I too love PSP but it seems it would be way better to start in a vector program....I am sure you lose a little in the translation going from bitmap to vector.....I am sure art created as a vector will be far better than one that is converted....


----------



## royster13 (Aug 14, 2007)

Cajungirl I figured out the multi colour cutting today.......I made a 2 colour design in Illustrator.......Including registration marks for each colour on separate layers.....I select the entire design then File > Great Cut > Auto-Export.....This fires up Great Cut....I then adjust rotation of artwork if required....Then use File >Output....This brings up a new screen....Then near the lower right side there is a drop down menu marked Objects.....You can select your colour here......If you look for the colour where the registration mark is hidden, when you preview it, it should now be visible......So you can cut either colour this way.....


----------



## jean518 (Sep 23, 2009)

Where are your pinch rollers? The cutter will not cut outside the outer wheels/rollers. Make sure the outer rollers are outside your cutting area. Learned this one the hard way.


----------



## faygoman (Sep 2, 2010)

nanc512 said:


> I am considering getting a GCC Expert. I would use it as a second cutter. I am probably the only one who doesn't use Corel. I am a Paint Shop Pro girl by history. lol I have used PSP for years and have a process to get my design to the cutter. I am using Signblazer now and can just type the text, because it has fonts. I understand Great Cuts doesn't. I could do the same process for fonts that I do for designs, which is the following:
> 
> Create design/font in PSP, save as jpg
> Use Inkscape to vectorize and save as eps
> ...





if you want corel i suggest checking ebay i looked for draw x5 and its about 150 but make sure you buy a full copy and not an upgrade they WILL TRY TRICK YOU


----------



## faygoman (Sep 2, 2010)

actually i just checked for my piece of mind and x5 is being sold for little under 70 wow im have to jump on this train i love x5 my trial ends in 3 days =(


----------



## spoolins101 (Mar 14, 2010)

jean518 said:


> Where are your pinch rollers? The cutter will not cut outside the outer wheels/rollers. Make sure the outer rollers are outside your cutting area. Learned this one the hard way.
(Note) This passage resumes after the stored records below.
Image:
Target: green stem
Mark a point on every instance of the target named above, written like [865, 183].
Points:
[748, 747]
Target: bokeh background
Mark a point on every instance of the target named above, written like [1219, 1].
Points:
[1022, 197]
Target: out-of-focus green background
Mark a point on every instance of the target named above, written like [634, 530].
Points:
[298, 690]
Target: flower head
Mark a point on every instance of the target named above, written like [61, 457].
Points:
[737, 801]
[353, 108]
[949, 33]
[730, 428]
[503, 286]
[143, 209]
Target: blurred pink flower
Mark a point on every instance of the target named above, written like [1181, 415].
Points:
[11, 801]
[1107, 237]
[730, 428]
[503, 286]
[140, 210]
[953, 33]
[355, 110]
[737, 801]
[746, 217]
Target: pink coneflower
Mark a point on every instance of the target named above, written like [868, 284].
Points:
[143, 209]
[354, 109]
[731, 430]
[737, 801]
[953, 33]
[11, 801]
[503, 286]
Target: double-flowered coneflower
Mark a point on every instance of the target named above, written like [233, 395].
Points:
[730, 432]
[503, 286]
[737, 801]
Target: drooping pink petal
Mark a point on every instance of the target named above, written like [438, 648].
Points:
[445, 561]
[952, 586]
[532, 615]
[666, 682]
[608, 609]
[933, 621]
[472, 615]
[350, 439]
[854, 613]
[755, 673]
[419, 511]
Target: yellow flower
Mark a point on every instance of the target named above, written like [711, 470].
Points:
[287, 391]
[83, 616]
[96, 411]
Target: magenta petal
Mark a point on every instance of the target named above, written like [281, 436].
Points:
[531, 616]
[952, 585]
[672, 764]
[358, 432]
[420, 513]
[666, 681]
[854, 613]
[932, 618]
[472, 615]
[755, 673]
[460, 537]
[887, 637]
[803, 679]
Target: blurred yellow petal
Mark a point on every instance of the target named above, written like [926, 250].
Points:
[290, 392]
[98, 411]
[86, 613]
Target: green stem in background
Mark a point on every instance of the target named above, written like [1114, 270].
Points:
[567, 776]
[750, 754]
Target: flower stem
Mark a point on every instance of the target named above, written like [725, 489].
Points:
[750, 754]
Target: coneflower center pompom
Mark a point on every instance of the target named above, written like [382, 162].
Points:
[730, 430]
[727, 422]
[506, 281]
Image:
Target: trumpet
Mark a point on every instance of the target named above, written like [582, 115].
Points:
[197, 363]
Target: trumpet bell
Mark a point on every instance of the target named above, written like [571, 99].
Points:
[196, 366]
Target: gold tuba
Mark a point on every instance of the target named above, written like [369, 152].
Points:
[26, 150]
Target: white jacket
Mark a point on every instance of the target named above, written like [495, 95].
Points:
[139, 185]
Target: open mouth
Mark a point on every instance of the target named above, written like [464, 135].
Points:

 It took me some time to figure this out also after wasting alot of vinyl


----------



## faygoman (Sep 2, 2010)

ya its kinda a hassle geting everything set up and just right i was cutting t shirt transfers and went threw almost a 50 till i got it just perfect then machine broke and they sent me a new one same thing and my old setting cut all way threw it so another 20 pieces and its back it can be a hassel


my problem it was same machine

thickness and speed 
changed alot from old machine to new 

old was speed 8 thinkness 12
now its speed 4 thinkness 3

its a freaking silhouette sd


----------